1) Dear Alice,

What is bursitis? Can it be detected by an MRI? Can it be eliminated?

2) Dear Alice,

Isn't 30 years old too young for chronic bursitis? Actually the pain in my shoulder has not yet been diagnosed. I have been taking Advil for the pain but I don't think it's a good idea to keep taking it every time it flares up. It hurts mainly when I move it.

— Aching

Dear Reader and Aching,

To answer your question about bursitis, it’s helpful to understand the role of bursae. While bursae are scattered throughout the body, which means bursitis can occur in a number of sites, it most commonly impacts the shoulder, elbow, and hip joints.

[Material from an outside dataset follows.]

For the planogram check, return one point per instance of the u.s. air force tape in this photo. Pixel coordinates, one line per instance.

These fluid-filled sacs protect muscles and tendons from irritation produced from contact with bones or skin. Their typical function is to keep the movement of muscles and tendons smooth and painless. If too much friction occurs from over-exercising, repetitive movements, or direct trauma, the bursae can become inflamed — thus, leading to bursitis. Certain infections, arthritis, and gout can also cause bursitis. So, Aching, there are a number of factors, beyond age, that increase the risk of this ailment. That being said, while bursitis is most common in adults over 40 years of age, it’s still possible that younger people can develop this painful condition. Much of this may depend on the person as well as the exact cause of the inflammation. While imaging tests such as magnetic resonance imaging (MRIs) can be used, other tools are often used first (more on this in a bit). 

In general, bursitis is characterized by a dull, persistent ache that increases with movement. Bursitis of the shoulder is usually caused by injury to the rotator cuff, a group of muscles and tendons that attaches the arm to the shoulder joint and allows the joint to rotate. An injury to the rotator cuff can be caused by poor posture, repetitive movements that involve raising the arm above the head, and overhead lifting. In addition to causing pain while lifting or reaching overhead, shoulder bursitis can also lead to a decreased range of motion and pain at night.

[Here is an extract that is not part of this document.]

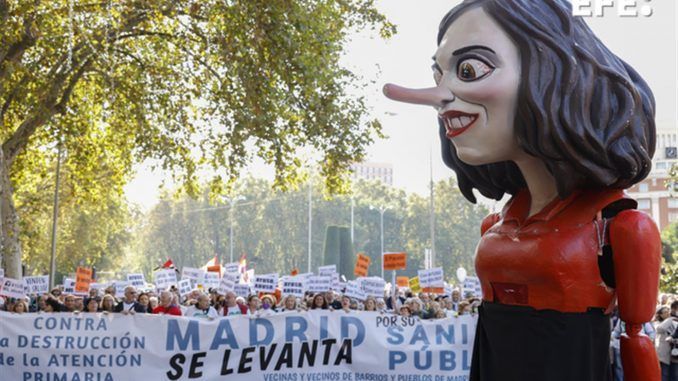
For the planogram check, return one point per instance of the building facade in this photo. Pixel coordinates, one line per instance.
(373, 171)
(656, 195)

Typically, health care providers diagnose bursitis based on medical history and a physical exam. If the diagnosis is still unclear after an exam or if symptoms don’t respond to treatment, both imaging tests and lab tests may be employed. Until then, these aren’t usually necessary for diagnosis.

If the pain is debilitating or doesn't go away after three or four days, you may want to make an appointment with a health care provider. If you do in fact have bursitis, the following may help:

  • It’s wise to rest the affected part of your body as soon as you feel any pain. Regular activities may begin again after pain subsides, but it might be good to start back up slowly and focus on lower impact movements.
  • If there’s swelling, apply ice packs the first two days after symptoms start.
  • A health care provider may provide guidance about whether taking ibuprofen is appropriate for reducing the inflammation. It’ll be good for you to let your health care provider know about any health conditions you have and if you’re taking other medications.
  • Improving flexibility and strengthening muscles through rehabilitative exercises or physical therapy may provide some extra support.

Whenever you have pain that lasts for more than a couple of days, it's a good idea to contact your health care provider. There’s terrific information online, but it's no substitute for a visit (and any needed tests).

Here’s to hoping the pain fades away!

Alice!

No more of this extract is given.